LONDON—This is really happening now. It’s not just a movie in her mind. Filipino pop star Rachelle Ann Go is living her dream as a cast member of “Miss Saigon” in London’s West End.
The thrill of the very first standing ovation she experienced onstage at the Prince Edward Theatre has not waned; it repeats every performance night. Audience members wait at the stage door for her autograph after. Some stop her on Old Compton Street before she enters the theater for rehearsals.
“I have learned many things about myself since coming here in March (when preparations commenced), not just as an artist but also as a person,” she told a handful of journalists from home on Wednesday night.
All the apprehension that had come with deciding to embark on this journey is gone now. “But my first few days here, in London, and especially at work, I was very scared,” she said. “I stood there in a corner, in my bikini, very quiet–and I was supposed to be the senior bar girl as Gigi!”
Her Filipino colleagues here, especially Jon Jon Briones (US-based stage actor), who plays The Engineer, helped her snap out of it. “I soon realized what I was capable of.”
What she is capable of, is a lot. Let alone the flawless singing, Rachelle Ann bumps and grinds and struts across the stage like a toughened woman for hire. She is groped and mashed and slapped, and she emerges defiant and, for the international audiences nine times a week, victorious.
Her signature piece as Gigi, “The Movie in My Mind,” is rendered, in her words, “not as a victim, but as someone who hates men and will get even.”
She had initial issues with the costumes– the alarming lack of body cover, more specifically. “I’m used to it now but it wasn’t easy.

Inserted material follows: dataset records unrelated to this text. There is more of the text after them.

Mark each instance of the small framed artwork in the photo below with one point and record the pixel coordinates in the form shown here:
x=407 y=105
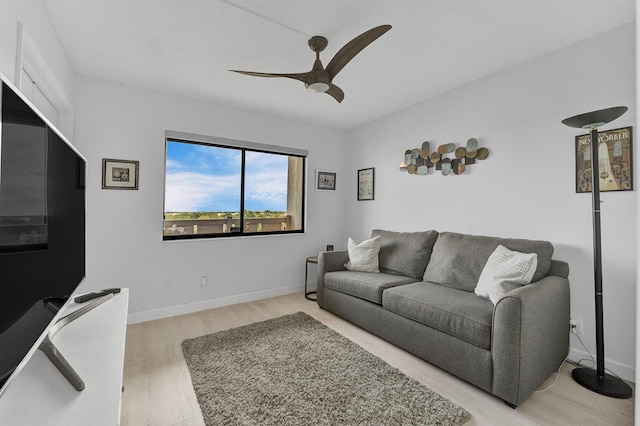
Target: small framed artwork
x=615 y=161
x=325 y=180
x=119 y=174
x=365 y=184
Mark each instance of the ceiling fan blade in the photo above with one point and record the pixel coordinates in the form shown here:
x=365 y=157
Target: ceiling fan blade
x=303 y=76
x=354 y=47
x=336 y=92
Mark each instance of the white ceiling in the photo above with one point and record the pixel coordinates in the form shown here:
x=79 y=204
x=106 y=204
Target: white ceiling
x=186 y=47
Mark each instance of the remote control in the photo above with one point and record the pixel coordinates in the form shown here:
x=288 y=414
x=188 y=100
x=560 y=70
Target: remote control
x=91 y=296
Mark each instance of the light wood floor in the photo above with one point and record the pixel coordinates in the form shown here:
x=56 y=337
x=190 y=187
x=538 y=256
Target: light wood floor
x=158 y=387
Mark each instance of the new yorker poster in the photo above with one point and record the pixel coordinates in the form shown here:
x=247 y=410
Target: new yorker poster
x=615 y=161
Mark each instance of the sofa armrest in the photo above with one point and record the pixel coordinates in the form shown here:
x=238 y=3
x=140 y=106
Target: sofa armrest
x=530 y=337
x=329 y=261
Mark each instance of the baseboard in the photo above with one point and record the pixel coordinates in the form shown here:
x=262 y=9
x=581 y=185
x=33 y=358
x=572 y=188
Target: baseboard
x=187 y=308
x=626 y=372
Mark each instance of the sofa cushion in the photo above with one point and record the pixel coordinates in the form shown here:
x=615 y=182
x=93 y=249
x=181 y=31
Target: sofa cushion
x=456 y=312
x=458 y=259
x=505 y=270
x=363 y=255
x=405 y=253
x=365 y=285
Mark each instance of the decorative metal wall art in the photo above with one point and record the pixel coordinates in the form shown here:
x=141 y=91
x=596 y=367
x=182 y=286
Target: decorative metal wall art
x=418 y=161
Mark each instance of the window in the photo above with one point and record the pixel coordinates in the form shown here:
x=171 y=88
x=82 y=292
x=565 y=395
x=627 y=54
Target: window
x=218 y=187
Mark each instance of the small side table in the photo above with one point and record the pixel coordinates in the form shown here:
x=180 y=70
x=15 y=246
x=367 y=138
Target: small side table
x=311 y=259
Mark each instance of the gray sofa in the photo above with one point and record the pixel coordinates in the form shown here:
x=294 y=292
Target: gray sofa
x=423 y=301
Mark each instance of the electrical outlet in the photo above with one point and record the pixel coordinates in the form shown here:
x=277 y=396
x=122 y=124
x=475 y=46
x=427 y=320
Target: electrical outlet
x=576 y=324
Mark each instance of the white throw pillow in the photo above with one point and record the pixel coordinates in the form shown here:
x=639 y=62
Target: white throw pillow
x=363 y=255
x=505 y=270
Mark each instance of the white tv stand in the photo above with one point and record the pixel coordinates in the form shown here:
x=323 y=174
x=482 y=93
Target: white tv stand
x=94 y=345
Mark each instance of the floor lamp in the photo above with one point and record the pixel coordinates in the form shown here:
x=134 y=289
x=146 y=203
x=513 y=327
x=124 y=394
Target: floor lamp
x=598 y=380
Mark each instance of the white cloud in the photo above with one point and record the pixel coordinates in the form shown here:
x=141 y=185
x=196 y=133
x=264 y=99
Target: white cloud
x=191 y=192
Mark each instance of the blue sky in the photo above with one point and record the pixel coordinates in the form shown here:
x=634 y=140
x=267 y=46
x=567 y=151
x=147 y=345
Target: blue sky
x=203 y=178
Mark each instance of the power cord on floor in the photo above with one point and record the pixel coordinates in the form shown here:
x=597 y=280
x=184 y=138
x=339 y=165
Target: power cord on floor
x=555 y=381
x=593 y=361
x=573 y=330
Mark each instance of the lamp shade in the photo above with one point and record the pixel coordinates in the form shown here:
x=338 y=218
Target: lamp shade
x=594 y=119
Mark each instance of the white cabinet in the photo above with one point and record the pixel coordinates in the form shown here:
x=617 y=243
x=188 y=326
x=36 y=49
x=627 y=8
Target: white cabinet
x=94 y=346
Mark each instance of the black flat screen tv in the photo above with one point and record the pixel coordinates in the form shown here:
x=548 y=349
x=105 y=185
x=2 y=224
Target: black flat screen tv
x=42 y=228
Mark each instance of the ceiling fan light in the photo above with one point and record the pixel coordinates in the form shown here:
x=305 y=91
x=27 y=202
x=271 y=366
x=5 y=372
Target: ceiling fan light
x=318 y=87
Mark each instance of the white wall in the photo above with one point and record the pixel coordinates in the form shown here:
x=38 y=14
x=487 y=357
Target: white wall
x=526 y=188
x=124 y=228
x=36 y=21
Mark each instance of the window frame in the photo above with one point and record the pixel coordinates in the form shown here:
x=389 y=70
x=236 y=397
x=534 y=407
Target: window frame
x=243 y=147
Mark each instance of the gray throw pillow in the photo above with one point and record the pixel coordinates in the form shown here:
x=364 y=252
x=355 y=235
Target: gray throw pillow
x=458 y=259
x=405 y=253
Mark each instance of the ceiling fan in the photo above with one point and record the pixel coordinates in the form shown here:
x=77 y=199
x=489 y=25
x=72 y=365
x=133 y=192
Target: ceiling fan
x=319 y=79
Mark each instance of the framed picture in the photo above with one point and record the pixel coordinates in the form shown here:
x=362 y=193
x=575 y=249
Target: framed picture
x=365 y=184
x=325 y=181
x=119 y=174
x=615 y=155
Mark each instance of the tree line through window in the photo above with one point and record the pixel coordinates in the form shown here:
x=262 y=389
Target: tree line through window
x=217 y=187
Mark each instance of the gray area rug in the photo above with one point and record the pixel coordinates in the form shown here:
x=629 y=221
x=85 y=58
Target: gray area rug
x=293 y=370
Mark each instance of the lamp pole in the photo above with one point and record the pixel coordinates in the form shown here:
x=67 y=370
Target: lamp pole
x=598 y=380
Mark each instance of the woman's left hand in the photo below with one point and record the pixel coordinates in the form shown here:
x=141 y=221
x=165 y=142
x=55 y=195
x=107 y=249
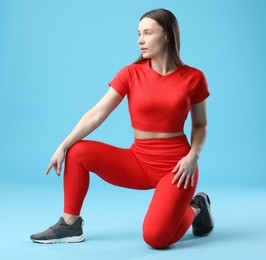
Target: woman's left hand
x=185 y=170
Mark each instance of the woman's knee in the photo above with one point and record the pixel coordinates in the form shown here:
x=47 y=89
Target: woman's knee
x=79 y=149
x=156 y=238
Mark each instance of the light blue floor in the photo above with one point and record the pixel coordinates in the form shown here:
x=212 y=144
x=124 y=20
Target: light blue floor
x=113 y=219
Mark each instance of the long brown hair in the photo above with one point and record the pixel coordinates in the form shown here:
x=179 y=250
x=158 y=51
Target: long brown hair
x=168 y=21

Even in Boracay, I would wear shorts over the bottom of two-piece swimsuits.”
As for the physical abuse Gigi gets from the GIs, she said, “Everyone is so professional, I have never felt taken advantage of.”
She’s happy to be part of the “Saigon” family.

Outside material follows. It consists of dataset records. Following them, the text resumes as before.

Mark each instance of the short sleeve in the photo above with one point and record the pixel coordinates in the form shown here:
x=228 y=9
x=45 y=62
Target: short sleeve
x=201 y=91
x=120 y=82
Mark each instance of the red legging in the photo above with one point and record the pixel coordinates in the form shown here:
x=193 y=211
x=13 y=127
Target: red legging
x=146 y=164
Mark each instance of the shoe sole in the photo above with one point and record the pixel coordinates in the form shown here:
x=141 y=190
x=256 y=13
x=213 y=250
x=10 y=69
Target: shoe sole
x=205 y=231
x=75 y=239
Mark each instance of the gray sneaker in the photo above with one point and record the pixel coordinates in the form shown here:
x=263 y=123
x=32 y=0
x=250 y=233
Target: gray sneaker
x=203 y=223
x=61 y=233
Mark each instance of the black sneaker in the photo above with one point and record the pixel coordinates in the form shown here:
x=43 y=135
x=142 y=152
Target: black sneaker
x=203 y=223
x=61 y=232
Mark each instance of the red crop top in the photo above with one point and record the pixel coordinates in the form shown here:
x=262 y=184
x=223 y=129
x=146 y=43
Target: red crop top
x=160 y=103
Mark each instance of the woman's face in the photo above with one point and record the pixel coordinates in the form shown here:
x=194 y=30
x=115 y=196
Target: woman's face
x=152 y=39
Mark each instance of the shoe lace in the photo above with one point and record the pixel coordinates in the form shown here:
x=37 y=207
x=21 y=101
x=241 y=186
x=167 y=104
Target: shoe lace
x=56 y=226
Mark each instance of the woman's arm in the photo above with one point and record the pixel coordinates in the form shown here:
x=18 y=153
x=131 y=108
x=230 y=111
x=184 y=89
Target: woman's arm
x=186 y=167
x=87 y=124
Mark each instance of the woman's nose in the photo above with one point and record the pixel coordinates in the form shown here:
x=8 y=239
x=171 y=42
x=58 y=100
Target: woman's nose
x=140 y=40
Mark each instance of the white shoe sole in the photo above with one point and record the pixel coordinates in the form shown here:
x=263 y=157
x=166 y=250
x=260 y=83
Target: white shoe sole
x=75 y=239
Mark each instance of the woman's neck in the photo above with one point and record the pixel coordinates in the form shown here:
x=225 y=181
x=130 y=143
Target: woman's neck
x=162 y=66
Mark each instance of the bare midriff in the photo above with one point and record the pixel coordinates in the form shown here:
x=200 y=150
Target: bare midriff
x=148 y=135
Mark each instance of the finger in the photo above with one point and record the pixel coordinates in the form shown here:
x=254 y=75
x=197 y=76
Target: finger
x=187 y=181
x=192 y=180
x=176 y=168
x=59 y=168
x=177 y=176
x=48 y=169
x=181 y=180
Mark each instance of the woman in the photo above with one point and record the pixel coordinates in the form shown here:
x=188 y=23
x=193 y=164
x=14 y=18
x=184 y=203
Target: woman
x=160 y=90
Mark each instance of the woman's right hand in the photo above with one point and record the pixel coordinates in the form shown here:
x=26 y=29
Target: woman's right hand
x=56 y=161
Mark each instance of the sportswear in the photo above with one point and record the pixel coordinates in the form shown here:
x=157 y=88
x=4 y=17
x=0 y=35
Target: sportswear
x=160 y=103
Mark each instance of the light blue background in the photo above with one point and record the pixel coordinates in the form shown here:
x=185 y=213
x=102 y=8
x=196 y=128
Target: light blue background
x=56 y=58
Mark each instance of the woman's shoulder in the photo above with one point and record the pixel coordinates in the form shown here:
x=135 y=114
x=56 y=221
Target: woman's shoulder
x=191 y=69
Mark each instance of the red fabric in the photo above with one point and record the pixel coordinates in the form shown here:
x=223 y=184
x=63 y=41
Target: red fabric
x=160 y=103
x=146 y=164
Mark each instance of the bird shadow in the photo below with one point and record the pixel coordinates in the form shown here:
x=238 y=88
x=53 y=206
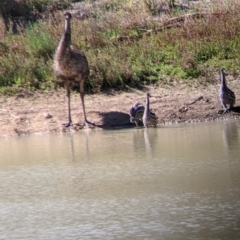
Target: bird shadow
x=233 y=109
x=115 y=120
x=236 y=109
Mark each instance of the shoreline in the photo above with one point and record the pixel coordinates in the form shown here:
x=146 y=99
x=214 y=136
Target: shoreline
x=44 y=113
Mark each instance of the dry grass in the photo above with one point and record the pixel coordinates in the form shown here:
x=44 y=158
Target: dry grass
x=121 y=53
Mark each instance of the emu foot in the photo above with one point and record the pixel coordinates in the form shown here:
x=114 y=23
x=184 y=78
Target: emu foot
x=68 y=124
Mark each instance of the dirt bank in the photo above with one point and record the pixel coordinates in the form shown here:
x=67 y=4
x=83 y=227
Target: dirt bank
x=46 y=112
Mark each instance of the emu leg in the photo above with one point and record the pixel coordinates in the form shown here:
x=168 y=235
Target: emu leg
x=86 y=122
x=69 y=123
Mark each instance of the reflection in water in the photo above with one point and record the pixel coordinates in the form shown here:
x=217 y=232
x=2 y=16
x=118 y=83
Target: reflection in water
x=164 y=183
x=230 y=134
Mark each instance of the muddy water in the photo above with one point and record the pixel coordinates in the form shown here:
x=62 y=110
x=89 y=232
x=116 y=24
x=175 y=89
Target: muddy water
x=176 y=182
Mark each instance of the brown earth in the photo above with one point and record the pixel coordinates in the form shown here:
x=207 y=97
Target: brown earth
x=29 y=113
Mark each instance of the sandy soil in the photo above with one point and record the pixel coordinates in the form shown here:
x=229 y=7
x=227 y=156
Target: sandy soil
x=30 y=113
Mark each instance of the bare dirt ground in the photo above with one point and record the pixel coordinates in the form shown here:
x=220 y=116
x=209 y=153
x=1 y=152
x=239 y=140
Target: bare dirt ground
x=25 y=114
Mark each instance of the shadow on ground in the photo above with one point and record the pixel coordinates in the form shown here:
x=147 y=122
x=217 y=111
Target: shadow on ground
x=236 y=109
x=114 y=119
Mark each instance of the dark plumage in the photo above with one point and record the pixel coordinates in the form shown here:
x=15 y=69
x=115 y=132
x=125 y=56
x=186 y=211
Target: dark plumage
x=136 y=113
x=70 y=66
x=227 y=96
x=149 y=118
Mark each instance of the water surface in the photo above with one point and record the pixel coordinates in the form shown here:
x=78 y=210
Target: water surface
x=174 y=182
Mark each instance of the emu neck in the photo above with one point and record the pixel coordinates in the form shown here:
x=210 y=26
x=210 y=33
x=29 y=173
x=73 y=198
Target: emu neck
x=223 y=81
x=147 y=104
x=65 y=41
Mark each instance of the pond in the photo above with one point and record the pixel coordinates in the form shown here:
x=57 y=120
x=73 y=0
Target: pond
x=172 y=182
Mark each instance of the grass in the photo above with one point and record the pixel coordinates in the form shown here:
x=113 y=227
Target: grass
x=119 y=54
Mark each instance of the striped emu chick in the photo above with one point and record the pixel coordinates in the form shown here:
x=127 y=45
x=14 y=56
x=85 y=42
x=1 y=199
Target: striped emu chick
x=149 y=118
x=227 y=96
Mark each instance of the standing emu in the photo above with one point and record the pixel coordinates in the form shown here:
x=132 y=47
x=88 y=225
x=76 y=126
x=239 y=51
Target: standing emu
x=70 y=66
x=226 y=95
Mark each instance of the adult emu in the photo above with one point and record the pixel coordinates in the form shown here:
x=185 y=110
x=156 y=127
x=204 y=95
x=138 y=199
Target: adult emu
x=70 y=67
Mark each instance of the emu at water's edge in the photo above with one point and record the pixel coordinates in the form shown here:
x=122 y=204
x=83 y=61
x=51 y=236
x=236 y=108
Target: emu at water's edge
x=70 y=67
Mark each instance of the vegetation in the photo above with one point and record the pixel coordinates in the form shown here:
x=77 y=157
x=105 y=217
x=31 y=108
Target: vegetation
x=127 y=46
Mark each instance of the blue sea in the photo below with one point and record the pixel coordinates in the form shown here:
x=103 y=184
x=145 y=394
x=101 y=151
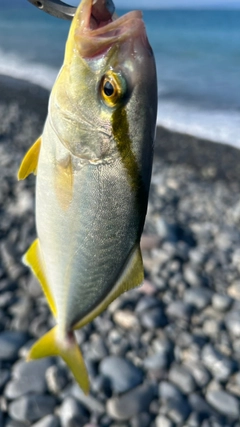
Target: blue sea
x=197 y=55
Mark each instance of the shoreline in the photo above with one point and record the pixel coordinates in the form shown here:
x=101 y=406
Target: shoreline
x=214 y=160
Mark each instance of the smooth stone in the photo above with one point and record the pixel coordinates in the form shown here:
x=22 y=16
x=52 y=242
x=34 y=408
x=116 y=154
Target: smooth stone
x=4 y=377
x=191 y=276
x=146 y=303
x=156 y=362
x=168 y=391
x=199 y=373
x=131 y=403
x=179 y=310
x=141 y=420
x=198 y=297
x=48 y=421
x=182 y=378
x=126 y=319
x=220 y=366
x=178 y=411
x=72 y=413
x=122 y=373
x=88 y=401
x=162 y=421
x=32 y=407
x=10 y=343
x=232 y=322
x=153 y=318
x=224 y=403
x=199 y=404
x=56 y=378
x=28 y=377
x=221 y=302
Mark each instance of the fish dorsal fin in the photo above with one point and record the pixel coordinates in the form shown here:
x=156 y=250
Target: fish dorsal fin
x=30 y=160
x=33 y=259
x=132 y=276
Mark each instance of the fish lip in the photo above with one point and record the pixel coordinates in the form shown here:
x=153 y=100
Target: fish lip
x=93 y=41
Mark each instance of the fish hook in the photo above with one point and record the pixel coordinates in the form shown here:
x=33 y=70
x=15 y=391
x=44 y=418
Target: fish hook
x=56 y=8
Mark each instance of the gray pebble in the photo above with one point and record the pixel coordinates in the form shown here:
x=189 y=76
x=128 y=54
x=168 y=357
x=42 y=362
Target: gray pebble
x=141 y=420
x=199 y=373
x=56 y=378
x=232 y=321
x=72 y=413
x=224 y=403
x=198 y=297
x=10 y=343
x=122 y=374
x=48 y=421
x=163 y=421
x=221 y=302
x=131 y=403
x=28 y=377
x=88 y=401
x=221 y=367
x=179 y=310
x=32 y=407
x=168 y=391
x=153 y=318
x=182 y=378
x=4 y=377
x=156 y=362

“This environment can only make you better. There are 18 nationalities in the cast and the bonding is incredible. Sometimes Cameron (Mackintosh, producer) drops by. He is so bubbly, and he talks to everybody. During the after-party on opening night, he thanked me for accepting the role. That was very nice of him; I felt very welcome and safe.”

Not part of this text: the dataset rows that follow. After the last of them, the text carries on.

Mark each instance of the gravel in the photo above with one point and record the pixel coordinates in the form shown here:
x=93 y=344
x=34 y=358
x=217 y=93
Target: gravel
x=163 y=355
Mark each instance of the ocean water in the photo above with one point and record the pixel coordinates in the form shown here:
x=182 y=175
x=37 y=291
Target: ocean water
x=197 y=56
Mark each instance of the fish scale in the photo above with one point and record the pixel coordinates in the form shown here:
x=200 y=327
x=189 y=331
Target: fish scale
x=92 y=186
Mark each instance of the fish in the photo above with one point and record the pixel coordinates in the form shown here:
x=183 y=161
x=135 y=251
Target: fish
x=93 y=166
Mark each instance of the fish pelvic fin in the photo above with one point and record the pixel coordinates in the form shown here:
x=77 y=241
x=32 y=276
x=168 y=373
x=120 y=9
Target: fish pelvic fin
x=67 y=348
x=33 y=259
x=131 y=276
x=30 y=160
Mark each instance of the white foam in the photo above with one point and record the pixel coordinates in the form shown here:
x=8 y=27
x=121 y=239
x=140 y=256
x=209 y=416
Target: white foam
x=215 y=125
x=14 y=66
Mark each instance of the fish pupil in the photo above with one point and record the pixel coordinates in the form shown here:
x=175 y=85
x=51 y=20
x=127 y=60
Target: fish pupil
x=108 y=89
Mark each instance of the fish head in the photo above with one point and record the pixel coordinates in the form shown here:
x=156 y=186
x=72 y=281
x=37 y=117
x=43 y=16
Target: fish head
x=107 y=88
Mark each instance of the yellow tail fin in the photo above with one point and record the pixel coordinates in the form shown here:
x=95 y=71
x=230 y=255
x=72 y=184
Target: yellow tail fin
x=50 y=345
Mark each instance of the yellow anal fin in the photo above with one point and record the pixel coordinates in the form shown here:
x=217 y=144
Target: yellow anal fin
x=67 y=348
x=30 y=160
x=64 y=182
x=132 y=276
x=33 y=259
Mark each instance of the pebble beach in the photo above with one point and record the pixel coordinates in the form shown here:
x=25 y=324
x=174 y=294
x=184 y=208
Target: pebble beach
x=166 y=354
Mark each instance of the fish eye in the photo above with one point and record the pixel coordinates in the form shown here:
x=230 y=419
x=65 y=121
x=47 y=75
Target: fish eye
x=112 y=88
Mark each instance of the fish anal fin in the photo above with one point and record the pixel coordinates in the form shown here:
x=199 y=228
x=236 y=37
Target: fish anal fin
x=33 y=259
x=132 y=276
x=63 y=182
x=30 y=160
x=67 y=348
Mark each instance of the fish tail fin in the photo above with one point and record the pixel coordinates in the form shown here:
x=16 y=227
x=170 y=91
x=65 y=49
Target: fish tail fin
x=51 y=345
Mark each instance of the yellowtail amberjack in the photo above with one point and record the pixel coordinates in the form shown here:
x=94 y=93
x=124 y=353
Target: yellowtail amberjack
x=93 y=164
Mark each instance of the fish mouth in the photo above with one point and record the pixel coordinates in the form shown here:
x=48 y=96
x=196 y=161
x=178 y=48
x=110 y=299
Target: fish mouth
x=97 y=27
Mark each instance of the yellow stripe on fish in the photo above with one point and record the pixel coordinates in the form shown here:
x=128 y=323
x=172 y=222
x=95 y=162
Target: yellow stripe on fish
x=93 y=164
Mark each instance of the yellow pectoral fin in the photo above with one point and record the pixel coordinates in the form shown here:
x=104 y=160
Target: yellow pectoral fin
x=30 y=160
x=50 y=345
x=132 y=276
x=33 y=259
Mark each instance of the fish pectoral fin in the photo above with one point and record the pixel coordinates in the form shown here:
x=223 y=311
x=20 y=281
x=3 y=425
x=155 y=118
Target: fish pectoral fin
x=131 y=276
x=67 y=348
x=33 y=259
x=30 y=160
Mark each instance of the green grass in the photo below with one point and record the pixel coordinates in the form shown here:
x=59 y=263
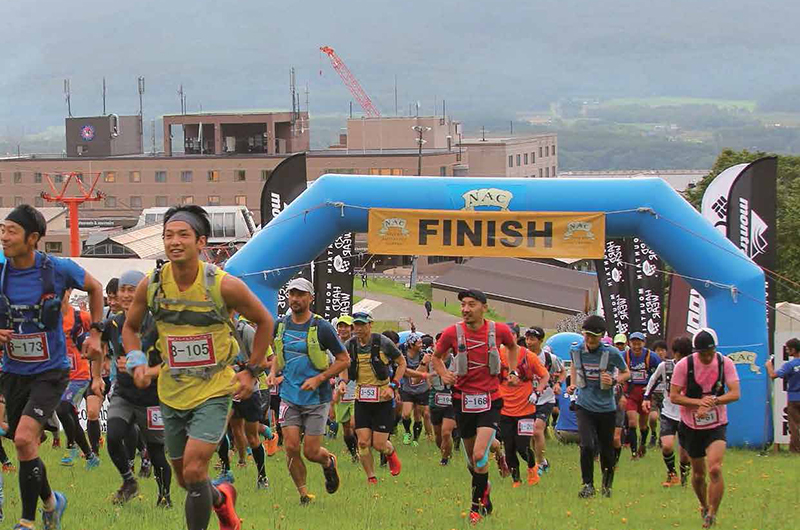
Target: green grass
x=749 y=105
x=760 y=494
x=422 y=292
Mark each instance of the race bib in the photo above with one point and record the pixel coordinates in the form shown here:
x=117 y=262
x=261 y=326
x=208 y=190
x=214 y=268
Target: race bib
x=28 y=348
x=443 y=399
x=525 y=427
x=196 y=351
x=154 y=420
x=474 y=403
x=368 y=394
x=282 y=412
x=709 y=418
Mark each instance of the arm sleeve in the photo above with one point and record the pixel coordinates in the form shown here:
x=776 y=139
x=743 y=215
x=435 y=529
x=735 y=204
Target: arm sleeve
x=328 y=338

Her contract is for one year. There is talk of bringing the show to Broadway.
Meanwhile, Rachelle Ann, who turns 28 this year, is happy for this time on her own. “I cook, I commute — I could never, would never do these in Manila.”
She is due home for a break in July. In October her parents will visit her here and watch “Miss Saigon.” She hopes she has prepared them enough to sail above the “shocking” stuff. “And I’m going to cook for them,” said Rachelle Ann.